Session 3 (2-3.30 pm)

  • Keynote Presentation: Our AI world: The rise of data and the death of coding

    Sam Lightstone, IBM
  • Abstract: IBM CTO for Data and IBM Fellow, Sam Lightstone, will discuss how AI is fundamentally changing computer science and the practice of coding, what Machine Learning means today, recent advances in hardware and software and breakthrough innovations that are being researched. Sam will discuss how the advent of AI will change the use and objectives of data systems. He'll summarize what tools and languages are commonly used as well as some that are emerging ones for powerful simplification and improved scalability. Hear about deep fakes, Generative Adversarial Networks (GANs), neurosynaptic computing and much more.

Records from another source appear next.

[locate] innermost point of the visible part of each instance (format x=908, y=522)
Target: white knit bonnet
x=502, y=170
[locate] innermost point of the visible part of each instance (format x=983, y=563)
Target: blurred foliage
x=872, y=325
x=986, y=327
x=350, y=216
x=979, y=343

  • Interpreting Deep Learning Models for Entity Resolution: An Experience Report Using LIME, Vincenzo Di Cicco, and Donatella Firmani, Roma Tre University, Nick Koudas, University of Toronto, Paolo Merialdo, Roma Tre University, and Divesh Srivastava, AT&T Labs-Research
Session 4 (4.30-6 pm)

  • Termite: A System for Tunneling Through Heterogeneous Data, Raul Castro Fernandez and Samuel Madden, MIT
  • Learning to Optimize Federated Queries, Liqi Xu, University of Illinois Urbana-Champaign, Richard Cole and Daniel Ting, Tableau
  • Question Answering via Web Extracted Tables, Bhavya Karki, Fan Hu, Nithin Haridas, Suhail Barot, Zihua Liu, Lucile Callebert, Matthias Grabmair and Anthony Tomasic, Carnegie Mellon University

Submission Instructions

Important Dates 

  • Paper Submission: Monday, 18th March 2019
  • Notification of Acceptance: Friday, 19th April, 2019
  • Camera-ready Submission: Friday, 3rd May, 2019
  • Workshop Date: Friday, 5th July, 2019

Submission Site 

All submissions will be handled electronically via EasyChair.

Formatting Guidelines 

We will use the same document templates as the SIGMOD/PODS'19 conferences (using the 2017 ACM format).

It is the authors' responsibility to ensure that their submissions adhere strictly to the 2017 ACM format . In particular, it is not allowed to modify the format with the objective of squeezing in more material. Submissions that do not comply with the formatting detailed here will be rejected without review. 

The paper length for a full paper is limited upto 8 pages. However, shorter papers (4 pages) are encouraged as well.  

All accepted papers will be indexed via the ACM digital library and available for download from the workshop webpage in the digital library.